As data teams continue to specialize, a new role has emerged: the data reliability engineer. But what is it and does your team even need one?
As software systems became increasingly complex in the late 2000s, merging development and operations (DevOps) was a no-brainer.
One half software engineer, one half operations admin, the DevOps professional is tasked with bridging the gap between building performant systems and making them secure, scalable, and accessible. It wasn’t an easy job, but someone had to do it.
And as DevOps became more popular and widespread, the once nascent field started specializing yet again. Soon, site reliability engineers, infrastructure engineers, and security engineers came onto the scene, bringing additional layers of expertise to software development that allowed companies to move fast, break (many) things, and still build more reliable and scalable applications.
Data and analytics is at a similar crossroads: once an emergent profession, data analytics, and more recently, data engineering, are now part and parcel of most technical organizations serious about using data well.
The “decade of data” gave way to another specialization: the analytics engineer. Part analyst, part data engineer, the analytics engineer is responsible for aligning processes, frameworks, and technologies with the data needs of business stakeholders.
These trends suggest a truth universally acknowledged among technical professionals: when a subset of a field starts to consume so much time, energy, and resources, it becomes more efficient and effective for organizations and individuals to specialize.
So, what’s forecast to be the next major data specialization? The data reliability engineer. Here’s why and whether or not it makes sense for your team to invest in one.
In this article, we will cover:
- What is a data reliability engineer?
- What does a data reliability engineer do?
- Example data reliability engineer job descriptions
- Top data reliability engineer interview questions
- How do you apply the data reliability life cycle?
- How do data reliability engineers measure success?
- What does the future have in store for data reliability engineering?
Let’s get started.
What is a data reliability engineer?
Over the last few years with the rise of cloud data warehouses and lakes like Snowflake, Redshift, and Databricks, data pipelines have become increasingly distributed and complex, with companies ingesting more operational and third-party data than ever before. As more stakeholders interact with data throughout its lifecycle, ensuring high data quality has risen to the forefront of a data team’s list of basic needs.
Still, data reliability is easier aspired to than achieved. After all, data can break for millions of reasons, from operational issues to unforeseen code changes. And in 2021 alone, Gartner suggests, the cost of poor data quality reached upwards of $12.9 million per year. And this doesn’t even account for lost opportunity cost.
After talking with hundreds of teams over the last few years, we found that data engineers and data scientists spend at least 30% of their time tackling data quality issues.
This heightened need for trust has led to the emergence of a subcategory of data engineering across data teams called data reliability engineering.
The data reliability engineer is responsible for helping an organization deliver high data availability and quality throughout the entire data life cycle from ingestion to end products: dashboards, machine learning models, and production datasets.

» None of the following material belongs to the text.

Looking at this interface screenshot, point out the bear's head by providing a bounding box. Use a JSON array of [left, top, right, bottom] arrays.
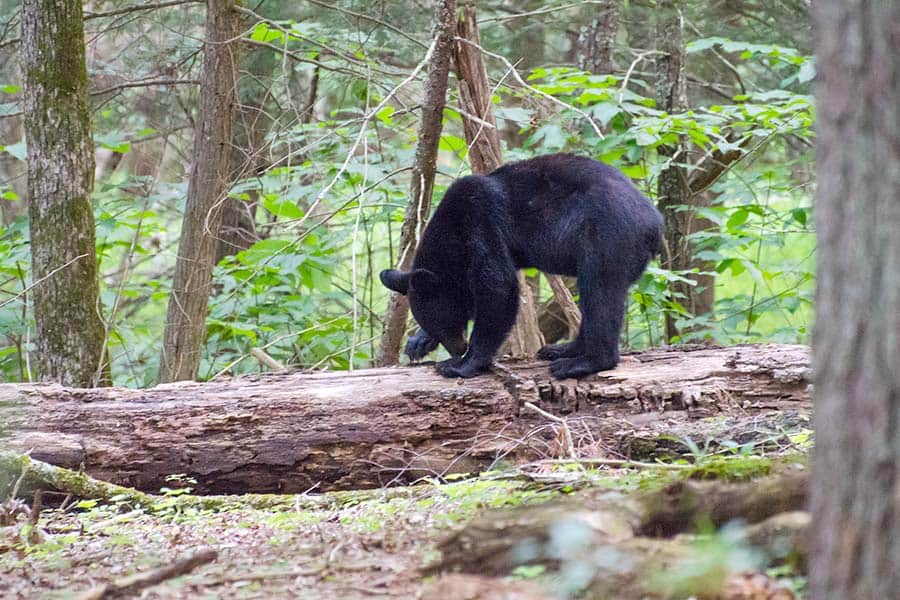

As a result, data reliability engineers often apply best practices from DevOps and site reliability engineering such as continuous monitoring, setting SLAs, incident management, and observability to data systems.
What does a data reliability engineer do?
The most important job for a data reliability engineer is to ensure high-quality data is readily available across the organization and trustworthy at all times.
When broken data pipelines strike (because they will at one point or another), data reliability engineers should be the first to discover data quality issues, although that’s not always the case. All too often, bad data is first discovered downstream in dashboards and reports instead of in the pipeline – or even before. Since data is rarely ever in its ideal, perfectly reliable state, the data reliability engineer is more often tasked with putting the tooling (like data observability platforms and data testing) and processes (like CI/CD) in place to ensure that when issues happen, they’re quickly resolved and impact is conveyed to those who need to know.
Much like site reliability engineers are a natural extension of the software engineering team, data reliability engineers are an extension of the data and analytics team.
Many data reliability engineers have a strong background in data engineering, data science, or even data analysis. The role requires a strong understanding of complex data systems, computer programming languages, and frameworks such as dbt, Airflow, Java, Python, and SQL.
Example data reliability engineer job descriptions
There are three common types of data reliability engineering job titles denoting different levels of seniority.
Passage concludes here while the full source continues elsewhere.